Federico Sciuca

Posted on Mar 7

The Next.js SEO Bug That Made Google Ignore My Entire Site (And How I Found It)

#nextjs #seo #buildinpublic #webdev

I shipped a full-featured AI travel planner. Three languages. 230+ pages. Then I realised that Google couldn't find a single one.

This is the story of how I went from zero indexed pages to 176 in three weeks and the one Next.js configuration line that changed everything.

Some Context

I'm not a developer. I like building things and try new tools. SEO was always that thing I'd "figure out later". Famous last words.
I know SEO at a very high level but working into Marketing Performance I know the importance of a well indexed website and of the keywords but I thoughts that was mostly it. Research queries and build good content around them.

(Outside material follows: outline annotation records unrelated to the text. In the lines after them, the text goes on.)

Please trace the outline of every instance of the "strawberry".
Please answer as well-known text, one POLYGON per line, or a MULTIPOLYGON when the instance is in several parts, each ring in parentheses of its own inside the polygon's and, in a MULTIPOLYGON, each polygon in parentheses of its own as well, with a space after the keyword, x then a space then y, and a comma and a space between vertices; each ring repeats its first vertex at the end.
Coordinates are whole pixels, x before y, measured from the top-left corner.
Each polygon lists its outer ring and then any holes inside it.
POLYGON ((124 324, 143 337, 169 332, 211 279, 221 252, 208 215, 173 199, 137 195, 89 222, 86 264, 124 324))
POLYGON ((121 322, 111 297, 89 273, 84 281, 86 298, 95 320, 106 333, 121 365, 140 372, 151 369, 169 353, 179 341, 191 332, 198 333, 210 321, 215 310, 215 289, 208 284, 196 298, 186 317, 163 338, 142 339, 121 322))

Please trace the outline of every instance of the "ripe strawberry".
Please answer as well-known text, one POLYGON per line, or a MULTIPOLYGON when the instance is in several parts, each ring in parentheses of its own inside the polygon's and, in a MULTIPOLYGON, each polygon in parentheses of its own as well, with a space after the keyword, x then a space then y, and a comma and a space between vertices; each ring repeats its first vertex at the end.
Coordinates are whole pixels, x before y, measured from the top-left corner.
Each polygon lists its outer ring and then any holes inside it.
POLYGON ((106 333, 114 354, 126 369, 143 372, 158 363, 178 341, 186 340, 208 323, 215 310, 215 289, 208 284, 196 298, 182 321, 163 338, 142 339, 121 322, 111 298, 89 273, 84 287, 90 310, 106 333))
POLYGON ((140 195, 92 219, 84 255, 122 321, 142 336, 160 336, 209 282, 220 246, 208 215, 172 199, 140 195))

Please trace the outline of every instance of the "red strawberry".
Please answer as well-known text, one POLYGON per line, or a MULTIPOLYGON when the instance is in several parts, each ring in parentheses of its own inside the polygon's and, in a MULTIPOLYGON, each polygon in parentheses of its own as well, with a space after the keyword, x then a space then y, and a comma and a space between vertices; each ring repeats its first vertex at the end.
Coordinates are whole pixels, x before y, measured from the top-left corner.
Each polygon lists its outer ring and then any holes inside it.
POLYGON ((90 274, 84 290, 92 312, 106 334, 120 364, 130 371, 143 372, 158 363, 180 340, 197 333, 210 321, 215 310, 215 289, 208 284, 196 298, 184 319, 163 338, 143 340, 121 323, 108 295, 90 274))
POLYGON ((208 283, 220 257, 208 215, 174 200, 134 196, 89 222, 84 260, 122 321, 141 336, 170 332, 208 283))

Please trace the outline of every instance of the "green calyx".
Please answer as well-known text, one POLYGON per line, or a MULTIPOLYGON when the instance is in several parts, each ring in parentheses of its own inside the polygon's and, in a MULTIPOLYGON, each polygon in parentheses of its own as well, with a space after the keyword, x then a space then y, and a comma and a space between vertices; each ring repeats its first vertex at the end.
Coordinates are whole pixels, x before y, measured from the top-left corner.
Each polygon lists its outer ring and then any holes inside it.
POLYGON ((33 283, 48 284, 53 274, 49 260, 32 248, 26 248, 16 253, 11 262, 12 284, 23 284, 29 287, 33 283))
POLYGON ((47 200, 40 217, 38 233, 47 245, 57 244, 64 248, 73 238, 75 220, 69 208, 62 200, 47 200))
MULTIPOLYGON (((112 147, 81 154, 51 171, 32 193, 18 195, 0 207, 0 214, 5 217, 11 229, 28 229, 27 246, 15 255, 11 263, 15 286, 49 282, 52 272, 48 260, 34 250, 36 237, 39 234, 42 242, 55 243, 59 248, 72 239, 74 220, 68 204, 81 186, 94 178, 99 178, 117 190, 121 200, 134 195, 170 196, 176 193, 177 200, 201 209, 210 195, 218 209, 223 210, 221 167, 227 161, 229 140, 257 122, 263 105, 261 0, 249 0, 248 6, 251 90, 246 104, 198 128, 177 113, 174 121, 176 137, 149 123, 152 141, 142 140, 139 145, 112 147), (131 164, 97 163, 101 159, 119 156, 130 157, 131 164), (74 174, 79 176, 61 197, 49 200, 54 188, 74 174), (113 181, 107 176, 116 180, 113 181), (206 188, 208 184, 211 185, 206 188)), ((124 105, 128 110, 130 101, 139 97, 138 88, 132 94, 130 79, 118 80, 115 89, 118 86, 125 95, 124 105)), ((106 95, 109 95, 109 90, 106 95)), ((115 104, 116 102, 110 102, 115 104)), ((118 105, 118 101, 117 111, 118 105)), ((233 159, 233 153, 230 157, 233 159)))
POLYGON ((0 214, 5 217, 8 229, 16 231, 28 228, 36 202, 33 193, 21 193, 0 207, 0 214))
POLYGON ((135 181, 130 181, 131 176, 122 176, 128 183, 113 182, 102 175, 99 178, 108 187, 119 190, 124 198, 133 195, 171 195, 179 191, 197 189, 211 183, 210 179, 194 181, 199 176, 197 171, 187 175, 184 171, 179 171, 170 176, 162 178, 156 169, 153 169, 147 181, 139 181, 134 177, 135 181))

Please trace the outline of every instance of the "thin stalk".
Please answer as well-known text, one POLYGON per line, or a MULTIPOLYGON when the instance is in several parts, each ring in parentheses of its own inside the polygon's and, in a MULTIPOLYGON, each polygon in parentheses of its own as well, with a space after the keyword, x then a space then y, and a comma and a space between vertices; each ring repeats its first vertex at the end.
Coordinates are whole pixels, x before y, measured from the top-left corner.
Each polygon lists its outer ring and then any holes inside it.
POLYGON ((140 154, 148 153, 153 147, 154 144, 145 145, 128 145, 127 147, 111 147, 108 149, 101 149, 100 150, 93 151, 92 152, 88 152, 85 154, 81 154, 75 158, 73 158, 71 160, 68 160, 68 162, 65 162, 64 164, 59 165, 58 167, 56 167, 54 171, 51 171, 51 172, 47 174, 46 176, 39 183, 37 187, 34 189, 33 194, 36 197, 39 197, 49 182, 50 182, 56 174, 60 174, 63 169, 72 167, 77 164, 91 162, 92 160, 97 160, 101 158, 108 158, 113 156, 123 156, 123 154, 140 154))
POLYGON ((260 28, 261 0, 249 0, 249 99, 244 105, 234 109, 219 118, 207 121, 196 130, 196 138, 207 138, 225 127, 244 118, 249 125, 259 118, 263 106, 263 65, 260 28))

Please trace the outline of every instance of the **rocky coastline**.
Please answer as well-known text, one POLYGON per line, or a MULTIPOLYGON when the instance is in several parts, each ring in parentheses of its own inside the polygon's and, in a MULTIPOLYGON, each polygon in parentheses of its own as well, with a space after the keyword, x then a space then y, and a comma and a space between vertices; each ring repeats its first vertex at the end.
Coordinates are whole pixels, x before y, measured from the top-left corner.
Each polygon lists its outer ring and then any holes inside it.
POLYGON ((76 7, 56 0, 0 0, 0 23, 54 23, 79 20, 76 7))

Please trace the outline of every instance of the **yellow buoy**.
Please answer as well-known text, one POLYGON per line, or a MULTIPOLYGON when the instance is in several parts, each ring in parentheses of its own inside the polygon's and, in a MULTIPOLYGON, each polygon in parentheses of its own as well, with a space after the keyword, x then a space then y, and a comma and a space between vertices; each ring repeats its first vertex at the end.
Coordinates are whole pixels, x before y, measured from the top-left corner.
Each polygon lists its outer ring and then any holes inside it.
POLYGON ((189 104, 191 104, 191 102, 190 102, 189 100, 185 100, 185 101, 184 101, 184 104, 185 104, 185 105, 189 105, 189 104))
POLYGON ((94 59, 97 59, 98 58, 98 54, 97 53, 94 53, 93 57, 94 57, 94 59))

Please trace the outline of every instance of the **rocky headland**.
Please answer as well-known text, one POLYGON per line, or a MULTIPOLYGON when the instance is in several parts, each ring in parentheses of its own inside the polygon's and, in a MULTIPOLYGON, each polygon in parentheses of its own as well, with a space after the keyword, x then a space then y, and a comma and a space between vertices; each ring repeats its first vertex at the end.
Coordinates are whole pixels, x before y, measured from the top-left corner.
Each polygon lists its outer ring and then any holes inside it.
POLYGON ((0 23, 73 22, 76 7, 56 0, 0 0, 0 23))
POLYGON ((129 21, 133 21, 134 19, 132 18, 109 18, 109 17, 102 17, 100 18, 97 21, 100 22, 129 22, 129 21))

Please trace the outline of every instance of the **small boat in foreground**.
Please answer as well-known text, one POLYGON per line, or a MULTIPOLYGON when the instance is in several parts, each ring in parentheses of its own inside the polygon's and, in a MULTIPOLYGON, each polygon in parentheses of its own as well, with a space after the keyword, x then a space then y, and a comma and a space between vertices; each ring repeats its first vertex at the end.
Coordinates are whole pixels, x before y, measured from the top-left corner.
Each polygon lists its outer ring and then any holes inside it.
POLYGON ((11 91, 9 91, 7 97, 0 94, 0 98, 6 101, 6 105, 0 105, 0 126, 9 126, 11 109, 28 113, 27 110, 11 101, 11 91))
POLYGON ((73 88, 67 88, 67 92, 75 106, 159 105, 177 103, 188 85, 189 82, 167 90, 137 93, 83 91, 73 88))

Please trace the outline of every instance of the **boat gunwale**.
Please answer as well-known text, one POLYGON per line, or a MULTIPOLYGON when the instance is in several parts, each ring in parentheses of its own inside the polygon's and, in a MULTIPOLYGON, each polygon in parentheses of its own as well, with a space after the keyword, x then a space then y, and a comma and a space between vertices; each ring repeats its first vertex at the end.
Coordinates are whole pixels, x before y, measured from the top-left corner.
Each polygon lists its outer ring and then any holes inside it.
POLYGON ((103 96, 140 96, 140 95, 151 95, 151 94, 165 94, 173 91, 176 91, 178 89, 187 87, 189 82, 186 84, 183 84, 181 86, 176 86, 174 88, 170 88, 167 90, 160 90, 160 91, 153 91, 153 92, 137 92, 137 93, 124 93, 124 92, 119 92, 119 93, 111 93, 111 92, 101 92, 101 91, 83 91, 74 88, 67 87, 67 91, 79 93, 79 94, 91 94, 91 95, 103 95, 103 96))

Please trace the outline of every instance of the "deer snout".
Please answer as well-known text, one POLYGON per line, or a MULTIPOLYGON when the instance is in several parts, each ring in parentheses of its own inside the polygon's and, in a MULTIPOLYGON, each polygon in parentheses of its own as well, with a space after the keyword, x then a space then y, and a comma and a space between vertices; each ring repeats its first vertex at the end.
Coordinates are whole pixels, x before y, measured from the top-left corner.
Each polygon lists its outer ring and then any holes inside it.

This time was the time I would have to "figure it out!".

As I was saying, I build things to learn my way through new tools and technologies.
The app is called MonkeyTravel. It uses AI to generate personalised travel itineraries — day-by-day plans with activities, restaurants, hotels, and budget breakdowns. It works in English, Spanish, and Italian. I built it because planning group trips with friends was always chaos, and I wanted something smarter. As it usually happens, I built for myself, but this time I didn't want to send it to the massive Projects Graveyard.

The app itself worked great. People who found it loved it.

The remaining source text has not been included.